Say you have a piece of AI software ω, with an unFriendly instantaneous utility function, {maximize U}. You would like to use ω for some industrial application (say, manufacturing paperclips), but you’re concerned about it FOOMing and resulting in human extinction. You decide to ‘box’ the AI, but, having read up on the subject, you are worried about it outsmarting you if you try to disable it.

So, you replace your original utility function U with a modified version in terms of U, U’.

U’ = { max(U) | if ω exists

Ø | if ω !exist}


U’ has several useful qualities. The agent will resist modifications to its utility function, while not resisting attempts to turn it off. It is entirely ambivalent towards its own existence. As a result, if it began to FOOM undesirably, stopping it would be fairly trivial.

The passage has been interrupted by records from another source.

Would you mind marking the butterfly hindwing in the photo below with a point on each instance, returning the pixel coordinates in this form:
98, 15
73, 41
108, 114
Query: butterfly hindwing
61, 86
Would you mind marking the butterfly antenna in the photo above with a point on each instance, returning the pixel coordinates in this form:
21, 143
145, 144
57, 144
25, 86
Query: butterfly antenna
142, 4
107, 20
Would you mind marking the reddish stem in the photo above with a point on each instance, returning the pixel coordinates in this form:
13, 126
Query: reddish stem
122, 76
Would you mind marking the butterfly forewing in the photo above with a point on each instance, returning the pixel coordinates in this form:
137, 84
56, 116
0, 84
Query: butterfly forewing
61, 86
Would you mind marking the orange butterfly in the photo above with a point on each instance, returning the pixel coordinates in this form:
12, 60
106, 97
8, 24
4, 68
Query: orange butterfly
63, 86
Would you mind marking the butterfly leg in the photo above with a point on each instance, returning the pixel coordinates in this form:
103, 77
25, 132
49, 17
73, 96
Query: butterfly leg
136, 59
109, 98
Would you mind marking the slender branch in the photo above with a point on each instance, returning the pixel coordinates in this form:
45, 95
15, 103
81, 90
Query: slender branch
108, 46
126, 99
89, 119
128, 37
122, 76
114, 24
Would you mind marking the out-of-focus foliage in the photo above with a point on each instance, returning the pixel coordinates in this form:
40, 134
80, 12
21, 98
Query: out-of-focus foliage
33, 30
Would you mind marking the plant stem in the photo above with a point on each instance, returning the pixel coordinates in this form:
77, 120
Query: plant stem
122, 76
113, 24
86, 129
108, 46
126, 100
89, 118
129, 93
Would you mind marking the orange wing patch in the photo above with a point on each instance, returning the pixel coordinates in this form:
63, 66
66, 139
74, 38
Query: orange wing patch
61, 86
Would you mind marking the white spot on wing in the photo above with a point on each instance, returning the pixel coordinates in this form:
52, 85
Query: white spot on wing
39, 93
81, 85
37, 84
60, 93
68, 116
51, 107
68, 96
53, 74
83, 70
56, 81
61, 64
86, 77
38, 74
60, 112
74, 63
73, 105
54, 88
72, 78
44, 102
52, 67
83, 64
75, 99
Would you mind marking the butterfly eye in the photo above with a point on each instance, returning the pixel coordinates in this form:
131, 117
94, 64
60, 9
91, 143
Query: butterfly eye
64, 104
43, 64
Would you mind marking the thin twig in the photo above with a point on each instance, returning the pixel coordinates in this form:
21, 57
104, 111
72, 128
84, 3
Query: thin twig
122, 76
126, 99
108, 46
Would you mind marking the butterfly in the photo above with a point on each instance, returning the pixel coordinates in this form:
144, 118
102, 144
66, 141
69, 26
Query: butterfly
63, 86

Furthermore, the AI would have no incentive to deceive us, so it’d be fairly easy to keep an eye on.

It should be noted that this is not in any way a final solution to the FAI problem. If the AI FOOMS quickly enough that we all die or get brain-hacked before we realize something’s amiss, it could still all go very poorly. But that seems unlikely. I would guess that it takes at least a day or two to go from a boxed human-level AI to something strongly superhuman. Unfortunately, for this to work, everyone has to use it, which leave a lot of leftover existential risk from people using AIs without stable utility functions, cranks who think unFriendly AI will discover universal morality, and people who prematurely think they’ve figured out a good Friendly utility function.

That said, something like this could help to gain more time to develop a proper FAI, and would be relatively simple to sell other developers on. SI or a similar organization could even develop a standardized, cross-platform open-source software package for utility functions with all of this built in, and distribute it to wannabe strong-AI developers.

Are there any obvious problems with this idea that I’m missing? If so, can you think of any ways to address them? Has this sort of thing been discussed in the past?